O princípio da prova livre significa a prova apreciada em inteira liberdade pelo julgador, sem obediência a uma tabela ditada externamente; mas apreciada em conformidade racional com tal prova e com as regras da lógica e as máximas da experiência – cfr. Alberto dos Reis, Anotado, 3ª ed.  III, p.245.

Acresce que há que ter em conta que as decisões judiciais não pretendem constituir verdades ou certezas absolutas.

Pois que às mesmas não subjazem dogmas e, por via de regra, provas de todo irrefutáveis, não se regendo a produção e análise da prova por critérios e meras operações lógico-matemáticas.

Assim: «a verdade judicial é uma verdade relativa, não só porque resultante de um juízo em si mesmo passível de erro, mas também porque assenta em prova, como a testemunhal, cuja falibilidade constitui um conhecido dado psico-sociológico» - Cfr. Ac. do STJ de 11.12.2003, p.03B3893 dgsi.pt.

Acresce que a convicção do juiz é uma convicção pessoal, sendo construída, dialeticamente, para além dos dados objetivos fornecidos pelos documentos e outras provas constituídas, nela desempenhando uma função de relevo não só a atividade puramente cognitiva mas também elementos racionalmente não explicáveis e mesmo puramente emocionais – AC. do STJ de 20.09.2004 dgsi.pt.

Nesta conformidade - e como em qualquer atividade humana - existirá sempre na atuação jurisdicional uma margem de incerteza, aleatoriedade e erro.

Mas tal é inelutável. O que importa é que se minimize o mais possível tal margem de erro.

O que passa, como se viu, pela integração da decisão de facto dentro de parâmetros admissíveis em face da prova produzida, objetiva e sindicável, e pela interpretação e apreciação desta prova de acordo com as regras da lógica e da experiência comum.

5.1.2.

O caso vertente.

Uma vez que, como se disse, o teor das conclusões define o objeto do recurso, verifica-se que, nelas, a recorrente pretende  a prova de que:

 a exequente/embargada sempre soube que os €457.000,00 creditados na conta de movimentos à ordem da P..., S.A.., foram por esta utilizados para liquidar responsabilidades por si anteriormente assumidas.

Para tanto invoca o doc. nº2 junto pela embargada.
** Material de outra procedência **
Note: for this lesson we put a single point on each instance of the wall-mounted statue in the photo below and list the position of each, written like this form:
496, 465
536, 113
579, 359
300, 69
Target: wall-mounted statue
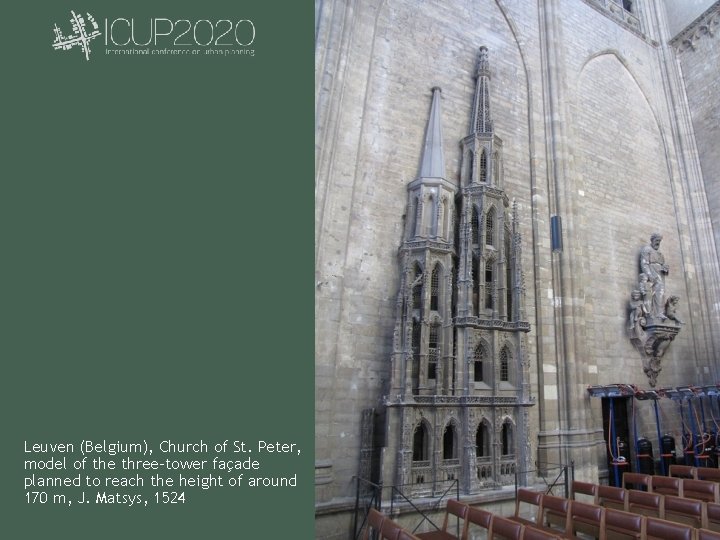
653, 320
652, 264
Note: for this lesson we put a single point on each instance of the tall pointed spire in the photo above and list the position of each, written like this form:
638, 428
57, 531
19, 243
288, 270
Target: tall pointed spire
433, 159
481, 121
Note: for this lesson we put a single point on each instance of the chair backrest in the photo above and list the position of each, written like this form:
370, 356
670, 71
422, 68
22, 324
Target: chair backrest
703, 490
583, 488
458, 509
611, 497
682, 471
636, 481
506, 529
587, 518
707, 473
532, 533
666, 485
642, 502
557, 506
661, 529
390, 530
531, 498
705, 534
683, 510
374, 522
713, 516
480, 517
406, 535
626, 524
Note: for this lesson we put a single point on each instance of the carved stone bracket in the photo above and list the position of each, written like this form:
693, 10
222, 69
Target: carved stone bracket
653, 320
652, 343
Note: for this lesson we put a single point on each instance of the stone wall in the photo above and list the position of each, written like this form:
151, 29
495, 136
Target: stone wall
587, 111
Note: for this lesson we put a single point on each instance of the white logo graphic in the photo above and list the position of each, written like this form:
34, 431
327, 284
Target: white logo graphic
79, 37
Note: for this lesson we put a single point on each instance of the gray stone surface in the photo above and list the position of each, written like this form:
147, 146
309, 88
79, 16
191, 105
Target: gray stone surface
607, 126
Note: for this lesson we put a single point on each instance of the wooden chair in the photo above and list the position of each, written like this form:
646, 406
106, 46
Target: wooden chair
712, 512
406, 535
702, 490
533, 533
637, 481
683, 510
528, 506
555, 511
707, 473
453, 508
505, 529
582, 491
705, 534
481, 518
666, 485
587, 519
374, 523
647, 504
661, 529
621, 525
611, 497
682, 471
390, 530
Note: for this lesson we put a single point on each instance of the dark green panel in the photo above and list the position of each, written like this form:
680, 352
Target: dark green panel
155, 213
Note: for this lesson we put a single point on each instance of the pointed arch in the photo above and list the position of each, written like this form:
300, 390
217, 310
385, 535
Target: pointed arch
414, 230
490, 219
421, 442
489, 284
417, 286
506, 374
450, 441
476, 284
482, 439
430, 212
433, 351
480, 363
509, 282
471, 167
483, 166
496, 168
507, 436
475, 225
445, 218
435, 281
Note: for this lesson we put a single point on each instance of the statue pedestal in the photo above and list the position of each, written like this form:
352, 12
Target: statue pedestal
651, 341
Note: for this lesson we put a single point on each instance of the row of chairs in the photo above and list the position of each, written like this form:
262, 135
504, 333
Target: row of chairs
569, 518
382, 527
689, 510
696, 473
680, 486
472, 521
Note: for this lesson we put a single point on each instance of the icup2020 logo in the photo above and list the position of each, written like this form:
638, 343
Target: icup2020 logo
80, 36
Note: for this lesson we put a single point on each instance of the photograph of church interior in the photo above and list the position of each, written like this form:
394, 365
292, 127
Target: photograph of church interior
517, 287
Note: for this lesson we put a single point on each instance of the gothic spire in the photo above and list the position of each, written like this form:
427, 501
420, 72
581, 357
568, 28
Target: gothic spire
481, 122
433, 159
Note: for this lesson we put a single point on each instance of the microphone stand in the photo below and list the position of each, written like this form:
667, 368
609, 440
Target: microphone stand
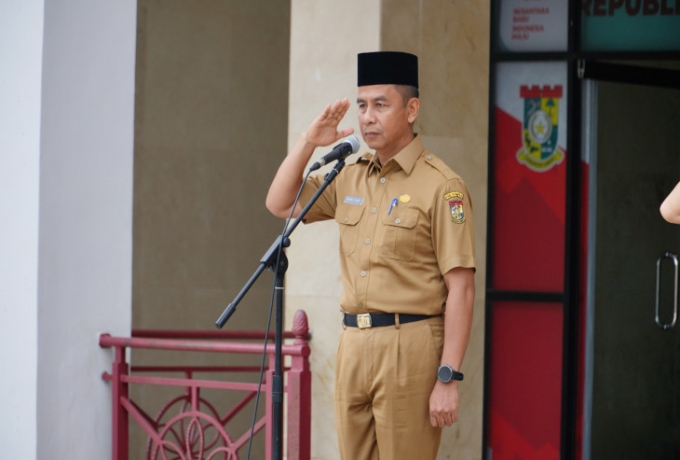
269, 260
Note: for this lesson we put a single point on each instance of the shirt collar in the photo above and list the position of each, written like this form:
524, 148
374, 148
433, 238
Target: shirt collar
406, 158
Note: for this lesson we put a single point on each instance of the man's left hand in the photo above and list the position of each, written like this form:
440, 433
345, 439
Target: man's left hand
444, 404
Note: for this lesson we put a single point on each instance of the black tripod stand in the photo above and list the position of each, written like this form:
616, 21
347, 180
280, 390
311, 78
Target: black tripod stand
275, 259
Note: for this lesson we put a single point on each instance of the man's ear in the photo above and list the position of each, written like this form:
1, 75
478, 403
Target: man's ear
413, 107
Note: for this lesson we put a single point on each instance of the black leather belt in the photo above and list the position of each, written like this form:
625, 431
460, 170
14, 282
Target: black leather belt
366, 320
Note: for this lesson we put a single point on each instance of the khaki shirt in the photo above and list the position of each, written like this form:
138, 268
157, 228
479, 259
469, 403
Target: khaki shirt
402, 226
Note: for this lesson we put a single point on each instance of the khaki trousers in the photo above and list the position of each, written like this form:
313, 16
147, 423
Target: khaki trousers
383, 380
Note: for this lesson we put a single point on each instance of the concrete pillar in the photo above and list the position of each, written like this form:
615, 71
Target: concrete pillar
21, 39
66, 143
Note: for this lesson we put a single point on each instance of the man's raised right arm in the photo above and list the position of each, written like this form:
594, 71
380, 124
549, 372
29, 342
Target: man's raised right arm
288, 180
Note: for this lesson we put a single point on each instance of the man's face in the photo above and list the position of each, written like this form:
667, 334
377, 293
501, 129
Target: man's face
384, 120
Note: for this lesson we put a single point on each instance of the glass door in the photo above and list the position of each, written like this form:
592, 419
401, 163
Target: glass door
632, 386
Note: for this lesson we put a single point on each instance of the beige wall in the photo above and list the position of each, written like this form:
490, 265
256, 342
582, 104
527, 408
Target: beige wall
210, 130
451, 40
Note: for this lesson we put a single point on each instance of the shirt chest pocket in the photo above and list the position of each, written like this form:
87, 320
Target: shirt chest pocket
348, 218
400, 234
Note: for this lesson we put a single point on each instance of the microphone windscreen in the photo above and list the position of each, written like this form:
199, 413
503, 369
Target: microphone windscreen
354, 142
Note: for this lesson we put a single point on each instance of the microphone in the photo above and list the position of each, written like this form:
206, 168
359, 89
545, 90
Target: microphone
340, 152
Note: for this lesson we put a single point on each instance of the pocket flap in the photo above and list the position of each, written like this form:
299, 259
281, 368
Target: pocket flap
347, 214
403, 218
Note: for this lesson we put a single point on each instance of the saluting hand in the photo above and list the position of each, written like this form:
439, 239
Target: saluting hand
324, 129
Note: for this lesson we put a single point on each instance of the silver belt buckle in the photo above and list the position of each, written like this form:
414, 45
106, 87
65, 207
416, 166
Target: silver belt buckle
364, 321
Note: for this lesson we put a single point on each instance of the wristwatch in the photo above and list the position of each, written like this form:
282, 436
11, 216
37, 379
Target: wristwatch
446, 373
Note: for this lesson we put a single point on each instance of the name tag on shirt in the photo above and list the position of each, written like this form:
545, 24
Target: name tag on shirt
355, 200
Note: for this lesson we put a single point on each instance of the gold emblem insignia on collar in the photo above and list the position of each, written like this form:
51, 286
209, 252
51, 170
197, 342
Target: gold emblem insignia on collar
364, 321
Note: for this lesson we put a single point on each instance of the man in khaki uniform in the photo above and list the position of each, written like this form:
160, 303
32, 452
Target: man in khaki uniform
407, 260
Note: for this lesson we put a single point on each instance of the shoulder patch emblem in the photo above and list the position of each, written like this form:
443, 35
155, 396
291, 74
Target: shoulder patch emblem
455, 200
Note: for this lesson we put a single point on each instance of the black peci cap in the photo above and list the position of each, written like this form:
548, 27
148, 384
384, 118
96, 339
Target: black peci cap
387, 68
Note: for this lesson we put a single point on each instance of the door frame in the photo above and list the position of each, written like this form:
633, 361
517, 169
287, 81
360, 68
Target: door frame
573, 358
591, 72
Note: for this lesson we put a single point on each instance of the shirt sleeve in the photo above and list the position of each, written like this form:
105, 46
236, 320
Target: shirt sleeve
324, 207
453, 236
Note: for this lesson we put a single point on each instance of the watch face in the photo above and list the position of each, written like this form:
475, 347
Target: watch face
445, 373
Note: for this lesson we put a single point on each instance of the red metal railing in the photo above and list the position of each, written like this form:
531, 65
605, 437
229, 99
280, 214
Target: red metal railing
196, 431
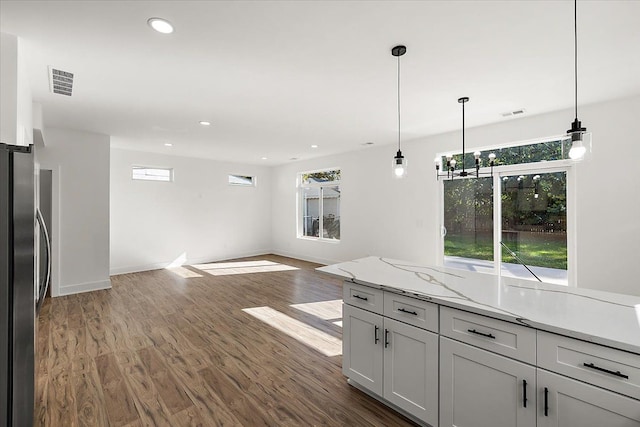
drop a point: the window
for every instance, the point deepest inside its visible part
(519, 216)
(319, 208)
(242, 180)
(145, 173)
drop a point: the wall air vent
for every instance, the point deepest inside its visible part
(60, 82)
(513, 113)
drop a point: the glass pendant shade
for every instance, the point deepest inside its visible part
(580, 145)
(399, 165)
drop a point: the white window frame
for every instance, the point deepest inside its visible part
(300, 205)
(253, 180)
(565, 165)
(134, 167)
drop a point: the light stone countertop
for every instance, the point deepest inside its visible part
(595, 316)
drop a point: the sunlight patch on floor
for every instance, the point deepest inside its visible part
(183, 272)
(325, 310)
(242, 267)
(308, 335)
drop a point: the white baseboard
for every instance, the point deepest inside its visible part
(323, 261)
(84, 287)
(160, 265)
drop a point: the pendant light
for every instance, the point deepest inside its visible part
(451, 162)
(399, 162)
(577, 132)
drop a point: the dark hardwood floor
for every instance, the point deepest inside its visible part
(175, 348)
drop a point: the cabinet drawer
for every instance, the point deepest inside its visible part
(508, 339)
(608, 368)
(363, 296)
(412, 311)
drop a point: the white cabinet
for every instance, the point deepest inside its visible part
(482, 389)
(592, 385)
(361, 347)
(411, 369)
(566, 402)
(451, 368)
(396, 361)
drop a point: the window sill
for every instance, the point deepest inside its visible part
(317, 239)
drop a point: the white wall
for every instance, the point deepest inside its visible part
(80, 231)
(196, 218)
(15, 93)
(399, 218)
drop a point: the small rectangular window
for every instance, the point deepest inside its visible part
(242, 180)
(319, 209)
(152, 174)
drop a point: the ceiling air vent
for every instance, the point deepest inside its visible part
(60, 82)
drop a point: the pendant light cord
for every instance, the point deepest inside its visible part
(575, 49)
(463, 137)
(398, 102)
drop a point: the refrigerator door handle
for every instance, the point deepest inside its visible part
(44, 286)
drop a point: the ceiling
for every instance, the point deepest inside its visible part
(276, 77)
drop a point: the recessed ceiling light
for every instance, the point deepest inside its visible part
(160, 25)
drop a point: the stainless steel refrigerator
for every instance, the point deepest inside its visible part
(19, 293)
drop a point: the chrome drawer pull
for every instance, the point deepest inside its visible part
(597, 368)
(473, 331)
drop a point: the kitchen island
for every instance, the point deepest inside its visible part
(453, 347)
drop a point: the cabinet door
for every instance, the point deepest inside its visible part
(483, 389)
(411, 369)
(571, 403)
(362, 347)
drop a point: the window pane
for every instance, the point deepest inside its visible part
(151, 174)
(468, 219)
(320, 177)
(530, 153)
(310, 212)
(534, 225)
(243, 180)
(331, 213)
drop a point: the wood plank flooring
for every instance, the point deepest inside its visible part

Diz que tal documento consubstancia  «extratos de movimentos da conta bancária da P..., S.A. na embargada, consta um movimento, com data valor de 18.05.2010, e com data movimento de 24.05.2010, onde se lê “Contratação 266-36....”, através do qual são creditados os €457.000,00.

E que nos «referidos documentos, pode ver-se que a referida quantia foi imediatamente debitada da conta bancária da P..., S.A. pela embargada, no mesmo dia 24.05.2010, para liquidar responsabilidades financeiras daquela.

Assim concluindo que «Este facto, de fundamental importância para a boa decisão da causa …demonstra inequívocamente que se tratou de um mútuo simulado, que apenas serviu para aumentar as garantias da embargada sem que esta mobilizasse ou disponibilizasse quaisquer novos recursos financeiros.»

Mas visto o documento aludido, do mesmo não podem retirar-se esta conclusão final atinente à simulação do mútuo.

Na verdade, em tal extrato consta apenas, em 18.05.2010, um movimento, a crédito, na conta da  P..., S.A., da quantia de 457 mil euros; e, bem assim, nele consta, em 24.05.2010, um movimento, a débito, da mesma  quantia.

Ora da  simples e singela efetivação  de tais operações a crédito e a débito não pode concluir-se, sem mais, que o aludido montante, necessariamente e sem qualquer dúvida, serviu «para liquidar responsabilidades financeiras daquela».

É obvio que a simples saída da conta da P..., S.A. daquela quantia não demonstra o destino da mesma, e, muito menos, a finalidade a que foi adstringida.

Perante tal documento sabe-se que o dinheiro saiu da conta, mas não se sabe para onde e para que finalidade.

Destarte, a conclusão da recorrente apresenta-se, não apenas perante os meios probatórios invocados, como,  inclusive, perante as regras da lógica e do senso comum, totalmente desamparada.

A assim ser, inelutavelmente se conclui pela não fundamentação da sua conclusão final que  tal  «demonstra(ria) inequívocamente que se tratou de um mútuo simulado».

Mas mesmo que assim não fosse, e se concluísse, como entende a recorrente, que a verba serviu para solver responsabilidades financeiras da P..., S.A., nem tal seria o bastante para se concluir pela simulação do mútuo.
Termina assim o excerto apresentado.